The relator accuses KBR of time card fraud during the provision of water testing and purification services to troops in Iraq in 2005. The first part of the oral argument dealt with whether the WSLA, historically limited to tolling the statute of limitations in criminal offenses, also extends the statute of limitations for civil violations pursued under the False Claims Act. The Government and the relator contend that the law was changed in the 1940s when Congress amended the law to delete “now indictable” from the statute. The Fourth Circuit agreed with this position.
Although the case has had a complicated procedural history to date, the facts provide for a surprisingly good framework to answer the issue raised regarding the WSLA, which has remained an open question speculated about by practitioners for several years. Why? Because there has been an open question whether the war tolled the statute of limitations for all fraud cases or only cases related to the war. In KBR, the Supreme Court can decide the matter without tackling the issue of how broadly the tolling applies. For example, the relator in the Lance Armstrong case made the argument that the WSLA tolled the statute of limitations in a case involving fraud against the U.S. Postal Service involving their sponsorship of a popular cycling team.
The petitioner’s argument focused on the use of the word “offense” in the WSLA, arguing that it only applied criminal prosecutions.

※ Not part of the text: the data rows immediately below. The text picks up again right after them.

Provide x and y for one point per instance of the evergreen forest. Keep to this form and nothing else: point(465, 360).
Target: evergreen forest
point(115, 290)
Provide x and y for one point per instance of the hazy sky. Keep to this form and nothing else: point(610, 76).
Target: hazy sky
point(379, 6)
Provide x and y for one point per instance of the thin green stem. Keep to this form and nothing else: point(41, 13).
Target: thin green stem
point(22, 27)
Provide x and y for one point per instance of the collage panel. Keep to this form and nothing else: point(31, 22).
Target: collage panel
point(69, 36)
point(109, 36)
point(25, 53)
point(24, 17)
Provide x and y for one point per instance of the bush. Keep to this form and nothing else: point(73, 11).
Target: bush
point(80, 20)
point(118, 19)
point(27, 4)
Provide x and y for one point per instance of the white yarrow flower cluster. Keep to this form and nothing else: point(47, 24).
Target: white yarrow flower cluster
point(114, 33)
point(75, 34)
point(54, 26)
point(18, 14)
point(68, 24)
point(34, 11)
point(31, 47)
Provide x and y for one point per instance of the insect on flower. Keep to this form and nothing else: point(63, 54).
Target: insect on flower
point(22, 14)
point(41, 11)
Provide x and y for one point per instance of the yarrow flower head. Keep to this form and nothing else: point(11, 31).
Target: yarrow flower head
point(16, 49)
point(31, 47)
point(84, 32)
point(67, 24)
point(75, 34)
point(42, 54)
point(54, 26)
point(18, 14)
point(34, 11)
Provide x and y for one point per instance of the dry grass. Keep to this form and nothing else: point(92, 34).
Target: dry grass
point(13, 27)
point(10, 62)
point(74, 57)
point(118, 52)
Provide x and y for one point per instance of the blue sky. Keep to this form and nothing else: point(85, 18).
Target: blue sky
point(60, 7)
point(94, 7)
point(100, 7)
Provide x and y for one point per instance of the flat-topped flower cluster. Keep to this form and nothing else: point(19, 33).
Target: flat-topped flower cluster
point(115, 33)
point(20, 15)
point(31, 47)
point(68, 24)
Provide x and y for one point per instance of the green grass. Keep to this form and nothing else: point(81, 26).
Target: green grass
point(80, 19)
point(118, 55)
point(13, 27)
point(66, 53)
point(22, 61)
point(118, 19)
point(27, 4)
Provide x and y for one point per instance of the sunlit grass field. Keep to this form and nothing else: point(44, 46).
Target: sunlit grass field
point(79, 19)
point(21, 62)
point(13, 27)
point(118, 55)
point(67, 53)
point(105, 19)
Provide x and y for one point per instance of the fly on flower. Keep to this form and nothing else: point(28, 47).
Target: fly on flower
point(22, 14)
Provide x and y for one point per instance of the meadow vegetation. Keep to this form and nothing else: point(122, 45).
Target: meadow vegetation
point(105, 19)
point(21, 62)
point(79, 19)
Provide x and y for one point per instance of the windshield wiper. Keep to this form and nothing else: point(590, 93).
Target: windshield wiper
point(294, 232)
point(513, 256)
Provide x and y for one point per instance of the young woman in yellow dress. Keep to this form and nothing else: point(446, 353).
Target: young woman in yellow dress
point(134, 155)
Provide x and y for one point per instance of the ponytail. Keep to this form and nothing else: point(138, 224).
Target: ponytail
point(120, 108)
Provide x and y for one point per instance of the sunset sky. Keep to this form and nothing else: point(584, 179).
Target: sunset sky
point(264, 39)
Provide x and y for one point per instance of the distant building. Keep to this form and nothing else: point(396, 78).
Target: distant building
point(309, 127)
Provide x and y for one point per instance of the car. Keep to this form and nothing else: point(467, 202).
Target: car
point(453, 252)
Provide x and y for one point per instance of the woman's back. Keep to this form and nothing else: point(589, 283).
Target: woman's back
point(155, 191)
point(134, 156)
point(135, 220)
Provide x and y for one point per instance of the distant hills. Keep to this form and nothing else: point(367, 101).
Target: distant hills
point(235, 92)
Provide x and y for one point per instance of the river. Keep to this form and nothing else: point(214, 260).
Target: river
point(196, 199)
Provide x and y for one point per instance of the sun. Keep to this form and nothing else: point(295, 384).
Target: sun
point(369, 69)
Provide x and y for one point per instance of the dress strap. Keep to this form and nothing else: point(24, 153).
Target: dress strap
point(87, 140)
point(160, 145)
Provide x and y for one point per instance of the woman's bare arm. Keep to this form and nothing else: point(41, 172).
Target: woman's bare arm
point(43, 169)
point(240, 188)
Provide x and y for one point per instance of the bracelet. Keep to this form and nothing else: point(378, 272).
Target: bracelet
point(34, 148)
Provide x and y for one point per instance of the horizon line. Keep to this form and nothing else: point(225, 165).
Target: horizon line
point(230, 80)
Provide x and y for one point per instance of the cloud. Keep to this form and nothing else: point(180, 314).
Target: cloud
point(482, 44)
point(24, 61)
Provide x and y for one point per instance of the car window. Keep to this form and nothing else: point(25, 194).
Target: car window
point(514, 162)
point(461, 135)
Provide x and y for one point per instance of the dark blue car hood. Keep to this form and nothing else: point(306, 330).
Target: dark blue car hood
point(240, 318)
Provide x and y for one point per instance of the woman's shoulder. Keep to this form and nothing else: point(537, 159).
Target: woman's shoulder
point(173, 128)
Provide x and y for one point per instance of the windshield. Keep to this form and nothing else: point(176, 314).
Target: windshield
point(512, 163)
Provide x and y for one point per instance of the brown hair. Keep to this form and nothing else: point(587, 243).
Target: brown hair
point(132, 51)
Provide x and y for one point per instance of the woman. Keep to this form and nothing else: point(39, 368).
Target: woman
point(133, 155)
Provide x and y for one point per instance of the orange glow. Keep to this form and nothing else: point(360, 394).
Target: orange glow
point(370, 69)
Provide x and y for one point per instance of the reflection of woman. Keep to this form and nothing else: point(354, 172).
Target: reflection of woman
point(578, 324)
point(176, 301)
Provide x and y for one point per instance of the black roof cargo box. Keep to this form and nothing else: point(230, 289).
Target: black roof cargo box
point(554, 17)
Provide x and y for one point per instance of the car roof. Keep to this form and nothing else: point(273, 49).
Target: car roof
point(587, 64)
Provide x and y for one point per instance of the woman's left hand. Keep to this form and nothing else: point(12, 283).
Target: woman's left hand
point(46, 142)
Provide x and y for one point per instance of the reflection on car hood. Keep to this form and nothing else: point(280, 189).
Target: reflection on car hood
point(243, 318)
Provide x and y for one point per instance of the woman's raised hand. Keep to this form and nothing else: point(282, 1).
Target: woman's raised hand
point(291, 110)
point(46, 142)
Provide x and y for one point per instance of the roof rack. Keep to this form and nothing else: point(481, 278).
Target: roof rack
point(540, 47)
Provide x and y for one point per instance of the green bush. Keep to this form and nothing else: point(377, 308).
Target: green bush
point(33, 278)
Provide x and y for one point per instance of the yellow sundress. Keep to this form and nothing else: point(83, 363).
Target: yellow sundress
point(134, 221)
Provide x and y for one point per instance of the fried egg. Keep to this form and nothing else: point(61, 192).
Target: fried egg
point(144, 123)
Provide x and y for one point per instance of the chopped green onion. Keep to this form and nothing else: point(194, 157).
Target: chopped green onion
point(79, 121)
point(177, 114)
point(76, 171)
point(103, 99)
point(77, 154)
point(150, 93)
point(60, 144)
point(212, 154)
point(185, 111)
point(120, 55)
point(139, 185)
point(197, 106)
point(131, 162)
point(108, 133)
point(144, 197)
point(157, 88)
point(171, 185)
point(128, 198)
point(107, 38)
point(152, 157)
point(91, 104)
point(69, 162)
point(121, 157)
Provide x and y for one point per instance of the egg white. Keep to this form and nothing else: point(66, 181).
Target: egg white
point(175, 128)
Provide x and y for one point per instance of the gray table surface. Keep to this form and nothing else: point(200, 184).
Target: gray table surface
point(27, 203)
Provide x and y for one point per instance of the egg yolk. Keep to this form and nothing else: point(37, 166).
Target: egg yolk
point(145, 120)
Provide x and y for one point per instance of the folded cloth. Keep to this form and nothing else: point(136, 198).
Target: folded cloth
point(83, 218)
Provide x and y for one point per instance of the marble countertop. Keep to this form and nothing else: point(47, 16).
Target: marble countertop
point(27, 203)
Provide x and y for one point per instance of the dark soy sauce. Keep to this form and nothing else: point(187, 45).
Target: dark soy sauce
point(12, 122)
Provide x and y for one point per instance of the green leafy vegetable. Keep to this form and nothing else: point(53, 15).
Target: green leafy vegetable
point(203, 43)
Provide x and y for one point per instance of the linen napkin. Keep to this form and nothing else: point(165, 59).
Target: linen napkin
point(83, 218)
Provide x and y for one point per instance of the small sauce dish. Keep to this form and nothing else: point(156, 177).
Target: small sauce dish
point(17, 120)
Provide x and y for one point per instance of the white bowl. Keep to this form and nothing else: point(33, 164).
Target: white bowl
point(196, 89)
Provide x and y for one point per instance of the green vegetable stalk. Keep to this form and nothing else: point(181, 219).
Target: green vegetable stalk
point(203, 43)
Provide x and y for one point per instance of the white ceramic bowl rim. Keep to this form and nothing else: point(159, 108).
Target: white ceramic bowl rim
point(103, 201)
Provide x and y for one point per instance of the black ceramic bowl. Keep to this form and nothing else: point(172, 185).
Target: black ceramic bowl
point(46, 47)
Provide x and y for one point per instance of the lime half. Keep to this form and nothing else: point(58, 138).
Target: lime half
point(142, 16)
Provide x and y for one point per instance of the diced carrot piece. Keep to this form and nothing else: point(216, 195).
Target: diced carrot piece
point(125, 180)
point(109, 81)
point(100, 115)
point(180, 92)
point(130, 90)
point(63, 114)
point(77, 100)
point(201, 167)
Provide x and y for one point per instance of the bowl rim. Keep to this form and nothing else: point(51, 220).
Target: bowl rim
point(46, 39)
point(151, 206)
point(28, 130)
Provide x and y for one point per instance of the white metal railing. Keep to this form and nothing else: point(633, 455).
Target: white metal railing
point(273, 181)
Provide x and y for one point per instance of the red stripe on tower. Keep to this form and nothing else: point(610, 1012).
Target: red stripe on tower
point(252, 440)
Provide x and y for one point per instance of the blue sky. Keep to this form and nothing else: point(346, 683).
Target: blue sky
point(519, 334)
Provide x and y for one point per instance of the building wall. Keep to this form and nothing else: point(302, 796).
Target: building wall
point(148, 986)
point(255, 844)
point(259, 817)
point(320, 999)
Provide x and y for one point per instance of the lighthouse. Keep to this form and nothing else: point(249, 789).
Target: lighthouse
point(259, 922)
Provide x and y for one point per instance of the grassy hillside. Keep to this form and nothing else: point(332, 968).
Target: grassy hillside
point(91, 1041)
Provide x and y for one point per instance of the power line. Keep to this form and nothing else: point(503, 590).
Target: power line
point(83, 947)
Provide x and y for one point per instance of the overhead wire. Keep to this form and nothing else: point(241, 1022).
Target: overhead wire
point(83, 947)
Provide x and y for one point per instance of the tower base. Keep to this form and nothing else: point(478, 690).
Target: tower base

This position appeared to receive support, with only Justices Breyer and Kagan defending the relator and government’s argument that the WSLA applies to civil violations also.
The Supreme Court’s decision to grant cert on the petition in this case absent a circuit split suggests that it may be getting ready to reverse the Fourth Circuit’s decision. Interestingly, after a question by Justice Sotomayer, the petitioner asked the court to reach the second question presented on the scope of the first-to-file provision even if it sides with the defendant on the length of the WSLA because of a potential argument about equitable tolling on remand.
On the first to file question, the Justices seemed to agree with the relator and Government’s interpretation of the word pending. Justices Kennedy and Scalia both questioned the odd choice of the word pending if Congress had intended for the statute to be read as the defendant/petitioner asked. Justices Ginsburg, Sotomayer, Kennedy and Scalia then proceeded to craft hypotheticals struggling with the limitations on filing a qui tam lawsuit after the dismissal of the first-to-file lawsuit.
If the Justices decide to extend their opinion past the initial question of the statute of limitations, it looks like the U.S. Government and relators will get a common sense interpretation of the word pending that could help a few relators beaten to the courtroom but nevertheless able to navigate the potential pitfalls of claim/issue preclusion and public disclosure.